After a few minutes, she returns with a tray and bowl and sets them on the coffee table.

“You made me soup?” I ask, a lump forming, which I swallow away. It’s being sick; that’s what this feeling is from.

But I know the melting weakness is beyond fever and body aches. It has to do with this lovely girl who cared enough to spend the afternoon cooking for me. She took the time to make me a tray with soup, crackers, and a small bud vase with yellow daisies. Where had she gotten the flowers? Hell, where had she gotten the ingredients to make soup? She said she made it, not ordered it.

She shrugs and smiles shyly. “It’s no big deal.”

Has anyone ever made me homemade soup? I think my mother might have, before she died, but my memories of her are hazy. She was a single mom who worked every minute she could to help us survive.

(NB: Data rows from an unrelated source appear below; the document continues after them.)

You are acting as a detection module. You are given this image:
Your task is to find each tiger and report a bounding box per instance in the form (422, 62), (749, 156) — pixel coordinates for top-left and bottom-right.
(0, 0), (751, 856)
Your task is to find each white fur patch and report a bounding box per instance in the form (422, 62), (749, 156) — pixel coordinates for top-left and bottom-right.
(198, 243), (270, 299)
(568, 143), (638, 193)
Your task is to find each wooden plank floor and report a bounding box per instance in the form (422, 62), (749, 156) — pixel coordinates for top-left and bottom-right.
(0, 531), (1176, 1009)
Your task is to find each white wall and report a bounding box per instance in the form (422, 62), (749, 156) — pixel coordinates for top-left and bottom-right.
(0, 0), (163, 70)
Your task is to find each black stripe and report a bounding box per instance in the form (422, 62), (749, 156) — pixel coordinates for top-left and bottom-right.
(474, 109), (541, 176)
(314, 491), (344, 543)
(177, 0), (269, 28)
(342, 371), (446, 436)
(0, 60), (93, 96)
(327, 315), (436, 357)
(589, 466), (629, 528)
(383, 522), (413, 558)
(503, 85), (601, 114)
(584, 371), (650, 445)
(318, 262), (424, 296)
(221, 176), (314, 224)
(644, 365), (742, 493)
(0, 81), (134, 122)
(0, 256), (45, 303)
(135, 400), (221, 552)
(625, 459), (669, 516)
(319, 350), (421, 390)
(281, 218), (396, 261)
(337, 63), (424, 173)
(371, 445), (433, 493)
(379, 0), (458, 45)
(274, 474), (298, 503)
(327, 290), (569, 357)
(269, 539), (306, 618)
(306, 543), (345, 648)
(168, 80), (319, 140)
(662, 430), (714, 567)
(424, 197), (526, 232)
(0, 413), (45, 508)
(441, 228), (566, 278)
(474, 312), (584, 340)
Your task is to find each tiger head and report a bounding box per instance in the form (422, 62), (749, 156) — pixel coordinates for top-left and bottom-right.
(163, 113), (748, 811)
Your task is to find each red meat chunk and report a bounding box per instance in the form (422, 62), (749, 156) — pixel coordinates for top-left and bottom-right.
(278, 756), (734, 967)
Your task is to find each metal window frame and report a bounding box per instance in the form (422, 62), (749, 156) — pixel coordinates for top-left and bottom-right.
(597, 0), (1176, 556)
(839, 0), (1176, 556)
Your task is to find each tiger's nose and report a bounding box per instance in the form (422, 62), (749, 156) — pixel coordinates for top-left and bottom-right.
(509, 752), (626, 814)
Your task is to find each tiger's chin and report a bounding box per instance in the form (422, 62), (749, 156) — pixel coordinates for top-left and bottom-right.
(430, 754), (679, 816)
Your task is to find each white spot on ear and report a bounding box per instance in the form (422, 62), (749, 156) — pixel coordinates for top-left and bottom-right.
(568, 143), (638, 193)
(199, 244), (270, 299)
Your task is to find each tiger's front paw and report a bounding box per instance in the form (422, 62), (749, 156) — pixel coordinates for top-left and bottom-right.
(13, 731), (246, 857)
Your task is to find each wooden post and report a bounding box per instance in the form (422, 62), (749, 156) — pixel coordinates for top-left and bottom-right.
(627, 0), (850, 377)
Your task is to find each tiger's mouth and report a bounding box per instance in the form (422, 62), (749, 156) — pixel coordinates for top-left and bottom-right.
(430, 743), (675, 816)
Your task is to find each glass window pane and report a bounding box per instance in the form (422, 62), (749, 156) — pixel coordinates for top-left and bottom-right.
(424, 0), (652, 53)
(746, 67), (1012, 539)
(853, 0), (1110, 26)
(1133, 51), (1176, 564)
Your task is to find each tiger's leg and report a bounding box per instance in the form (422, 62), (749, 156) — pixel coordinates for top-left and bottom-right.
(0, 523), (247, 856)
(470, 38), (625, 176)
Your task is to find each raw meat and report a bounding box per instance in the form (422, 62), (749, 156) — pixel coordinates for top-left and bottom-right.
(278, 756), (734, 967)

She probably didn’t have much time for cooking.

So many people in my life take care of me—managers, assistants, drivers, bodyguards. But I pay them. Olivia did this because she wanted to, not because it’s in her job description. And somehow, that makes all the difference to me.

“You didn’t need to do that,” I grind out, not knowing what to do with this tightness in my chest. I hate being dependent on others. I learned long ago that it’s dangerous to be vulnerable. Dangerous to need.

Olivia’s face falls. “I overstepped, didn’t I? If you’re not hungry or it doesn’t sound good, you don’t have to eat it. I won’t be offended.”